Your Coding Agent Should Do AI System Engineering — Ben Burtenshaw, Hugging Face

merefield · 21 May 2026 13:00

Ben Burtenshaw from Hugging Face advocates for coding agents to engage in advanced AI system engineering tasks, such as developing optimized CUDA kernels and fine-tuning large language models, supported by Hugging Face’s tools and libraries that facilitate collaboration and efficiency. He also presents a vision for a multi-agent autonomous AI research lab leveraging distributed roles and open-source infrastructure to enable scalable, automated experimentation and continuous improvement in AI development.

merefield · 21 May 2026 13:20

In his talk, Ben Burtenshaw from Hugging Face emphasizes the evolving role of coding agents in tackling complex AI engineering challenges, particularly in AI systems and machine learning engineering. He highlights the increasing acceptance and use of coding agents and proposes that engineers should engage with more challenging problems closer to the hardware level, such as writing custom CUDA kernels. These kernels optimize GPU performance by efficiently managing compute, memory, and overhead, with memory bandwidth often being the primary bottleneck. Hugging Face supports this effort through its kernels library, which facilitates the distribution and compatibility of optimized kernels across different hardware setups, enabling agents to contribute effectively to kernel development.

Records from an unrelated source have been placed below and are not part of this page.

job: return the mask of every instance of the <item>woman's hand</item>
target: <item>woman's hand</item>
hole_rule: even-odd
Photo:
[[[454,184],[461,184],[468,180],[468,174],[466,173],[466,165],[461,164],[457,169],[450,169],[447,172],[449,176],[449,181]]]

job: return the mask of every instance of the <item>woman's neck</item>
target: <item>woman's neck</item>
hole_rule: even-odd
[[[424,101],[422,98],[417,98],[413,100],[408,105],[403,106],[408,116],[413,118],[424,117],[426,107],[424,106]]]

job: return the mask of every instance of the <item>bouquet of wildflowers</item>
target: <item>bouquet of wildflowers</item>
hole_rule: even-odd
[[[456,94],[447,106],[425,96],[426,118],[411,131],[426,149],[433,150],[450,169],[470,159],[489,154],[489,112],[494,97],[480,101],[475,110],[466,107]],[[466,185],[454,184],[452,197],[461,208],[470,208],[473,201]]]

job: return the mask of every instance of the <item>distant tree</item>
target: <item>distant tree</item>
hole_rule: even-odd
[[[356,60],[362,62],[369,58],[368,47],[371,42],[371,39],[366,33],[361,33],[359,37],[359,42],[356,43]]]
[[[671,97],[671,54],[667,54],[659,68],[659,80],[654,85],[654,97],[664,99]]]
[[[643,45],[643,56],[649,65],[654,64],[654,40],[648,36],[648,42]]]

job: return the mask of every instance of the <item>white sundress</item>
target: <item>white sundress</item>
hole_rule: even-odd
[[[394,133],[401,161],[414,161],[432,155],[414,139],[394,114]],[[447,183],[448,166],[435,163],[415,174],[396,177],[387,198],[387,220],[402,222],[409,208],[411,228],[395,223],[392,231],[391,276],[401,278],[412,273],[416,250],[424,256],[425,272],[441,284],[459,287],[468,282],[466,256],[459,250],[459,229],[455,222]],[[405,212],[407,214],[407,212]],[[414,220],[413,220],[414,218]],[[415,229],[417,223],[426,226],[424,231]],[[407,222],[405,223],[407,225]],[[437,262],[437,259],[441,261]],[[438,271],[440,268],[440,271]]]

Burtenshaw introduces the concept of “skills” as file-based contexts that agents can use to perform tasks like writing and benchmarking kernels. These skills are integrated into projects and maintained by their respective maintainers, ensuring robustness and reliability. Hugging Face also offers an experimental skills repository and a tool called upskill, which helps evaluate and improve skills by comparing model performance and efficiency. This ecosystem encourages developers and agents to collaborate on optimizing AI workloads, making it easier to adopt and benefit from custom kernels tailored to specific hardware.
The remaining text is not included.